The fucking hilarity of it all reminded me of someone I'd long forgotten. Because those were the absolute in-the-moment-ness he'd plunge into without thinking twice.

But when it was all over and I was face-to-face with a man with the sparkle of a boy's eyes, I felt a crushing surge as much as that seeming liberation. One of the differences between a 22 year old and an 17 year old is that nothing stays in-the-moment anymore. You do this whole after-activity evaluation process, kicking 'the moment' into perspective.

I felt like I wanted to be two different people. And I had assumed all along that I already had myself all figured out. Dani A is an unrestrained spontaneous fire with an invincible fervour for life and dreams, and he cannot stand Dani B's monotone boringness and nagging fear. Dani B is the sole force that is pushing this heap of bones to places, charting directions and setting in motion the things that matter, and he thinks Dani A's baseless dreams will never be nothing more than what they are.

These days I'm so ready to throw the Yin and Yang philosophy of balance out the window because it starting to not make sense to me. Sitting on the fence in the middle of everything splits your ass wide open.

I cannot say that I don't think of her. I do, a lot, but I'm too proud to admit it. In fact everything I do is still in reference to the both of us. She fell in love with A but she inspired B. A could charm Hitler into marrying a Jew. B's not cool, but he's definitely something to be proud of. Something a girl like her would be proud of. Something she can depend on. That's quite a something innit?

Sometimes, more than anything else, I enjoy walks alone after work to nowhere with my satchel in hand and The National in my ears. It's a simple solace I find.

It's ten and I'm the only one left in the office. I took a smoke in the backdoor lift lobby that comes complete with a view of the Singapore River, Chinatown and beyond. The city looks like an overturned sky of stars from way up here. But from this vantage point in pocketed silence, it makes you feel unnervingly alone.

In that moment, I kinda felt really alone.

Right now, the only thing I want in the whole world is a roadtrip.

For now, I'll just keep on walking.


Turn the light out say goodnight
No thinking for a little while
Let's not try to figure out everything at once
It’s hard to keep track of you falling through the sky
We’re half-awake in a fake empire


No Face

What happened to my Facebook!?!??! Ahhhhhhhhhhhhhhhhhhhhhhhhhhhpooot.

Tuesday, 6 November 2007

The Gagging Reflex

I was sick to my stomach. Completely sick.

When my eyes cursored over the words, I swear I felt the bile of disbelief rise to the top of my throat in a burn.

No, this isn't rage. Anger has its liberating effects. This is something else.

This is disgust.

Maybe she got one thing half right. I'm not going to do anything and just drift along if, for the rest of my life, I have to pretend to be happy shelving everything that ever was important to me.

Because the real Dani has other ambitions beyond dollardollarbillYall.

Because your remarks should stop where your business ends.
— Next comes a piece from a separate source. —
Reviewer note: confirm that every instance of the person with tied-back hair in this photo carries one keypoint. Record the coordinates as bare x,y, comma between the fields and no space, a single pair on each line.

And where this is concerned, it ends with who I am.
Because you don't know me.

Thursday, 1 November 2007

Throw Away Your Fly-Swatters and Baygon Sprays

I omitted this opening paragraph for an article I had to write on Mentorship. I obviously got carried away.
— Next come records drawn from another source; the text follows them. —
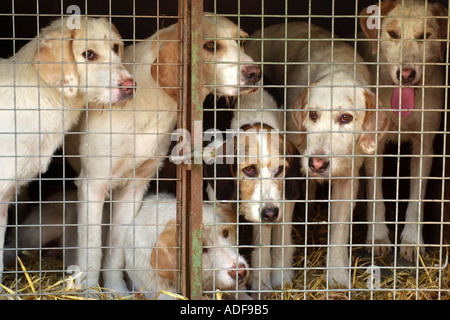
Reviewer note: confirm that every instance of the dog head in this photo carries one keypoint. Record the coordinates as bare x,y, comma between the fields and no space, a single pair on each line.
226,66
411,33
340,122
86,60
222,265
263,169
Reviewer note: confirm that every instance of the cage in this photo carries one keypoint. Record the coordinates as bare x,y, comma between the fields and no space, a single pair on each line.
240,190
In it’s most vivid portrayal best accessible to the majority of us with a predictable ingestion of Hollywood fare, mentorship is a diminutive bearded Asian elderly (preferably Japanese or Chinese) who teaches lightning chops and kicks to an unassuming fourteen-year old, so that the latter may overcome (in style) the trials of growing up. Spoken often unintelligibly and with a suspect air of indifference, the mentor reveals his aged wisdom through adages that are seemingly simplistic, abstract and entirely irrelevant. But when scrutinised and embraced by the discerning, the lacking sophistication in phrases like, “Man who catch fly with chopstick can accomplish anything,” bears an engineered genius that makes it easily applicable to almost any circumstance.